PORTSMOUTH, Va (WAVY) — Portsmouth, like many cities in America, is seeing a spike in violence, particularly gun violence.
“The shooters and the victims are getting younger and younger, and that’s concerning,” Susan Fincke told WAVY. Fincke works in the Portsmouth Courthouse as executive director of Friends of the Portsmouth Juvenile Court.
She can’t stand what she seeing, so she’s leading a coalition called Act Now Portsmouth to stop it.
“We have recently hired a small staff that include two peacekeepers,” she said.
On Friday, the coalition brought in the DC Peace Team to train these peacekeepers and other community partners.

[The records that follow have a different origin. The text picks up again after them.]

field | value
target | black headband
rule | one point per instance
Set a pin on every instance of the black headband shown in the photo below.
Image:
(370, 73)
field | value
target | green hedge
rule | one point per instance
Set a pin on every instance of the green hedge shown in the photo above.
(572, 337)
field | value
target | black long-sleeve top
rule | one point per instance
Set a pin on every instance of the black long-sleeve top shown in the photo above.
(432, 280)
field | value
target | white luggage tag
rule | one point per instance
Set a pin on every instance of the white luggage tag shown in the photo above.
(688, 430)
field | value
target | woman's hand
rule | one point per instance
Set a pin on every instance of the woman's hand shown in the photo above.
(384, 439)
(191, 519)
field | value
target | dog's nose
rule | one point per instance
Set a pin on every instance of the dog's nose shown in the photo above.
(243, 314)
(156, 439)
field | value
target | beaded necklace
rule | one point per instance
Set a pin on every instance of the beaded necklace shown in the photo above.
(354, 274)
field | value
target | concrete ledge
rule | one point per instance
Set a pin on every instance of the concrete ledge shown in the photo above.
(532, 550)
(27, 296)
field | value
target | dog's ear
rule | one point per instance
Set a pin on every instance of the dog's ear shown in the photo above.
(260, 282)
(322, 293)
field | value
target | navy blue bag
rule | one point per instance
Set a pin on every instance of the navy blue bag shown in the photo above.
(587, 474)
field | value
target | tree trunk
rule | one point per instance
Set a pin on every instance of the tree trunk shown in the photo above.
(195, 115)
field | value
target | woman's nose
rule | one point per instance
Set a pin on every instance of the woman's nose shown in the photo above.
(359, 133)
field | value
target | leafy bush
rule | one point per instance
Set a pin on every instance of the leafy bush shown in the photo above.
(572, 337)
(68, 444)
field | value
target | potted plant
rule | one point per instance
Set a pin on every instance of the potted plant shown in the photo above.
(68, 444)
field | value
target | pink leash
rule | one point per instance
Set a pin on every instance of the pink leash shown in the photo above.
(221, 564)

“You deploy people who are from the neighborhoods, who know the neighborhoods, who know where the hot spots are, know where people hang out, and have the intel — if you will — about what’s going down,” Fincke explained.
The peace team uses proven techniques to diffuse tense situations that often lead to shootings.
Portsmouth Police Chief Renado Prince, who was sworn in Friday morning, is a partner of the coalition.
“What it’s showing is the community is united in trying to reduce crime in the City of Portsmouth,” he said.
Programs like this, he said, are part of the plan to educate the youth and give them alternatives to crime, access to jobs, housing and medical care.
“On the [other] hand, if you don’t take the carrot, the stick is we will prosecute you and get you out of the community into jail — and that’s our last resort. We don’t want to do that,” Prince said.
Other partners of the coalition include the Portsmouth Redevelopment and Housing Authority, local health department, several nonprofit groups and individual advocates including a mother who lost her son to gun violence.
If you’re interested in joining them, the group meets every other Wednesday at 10 a.m. at Trinity Episcopal Church in Old Town. The next meeting will be held on Sept. 15, 2021.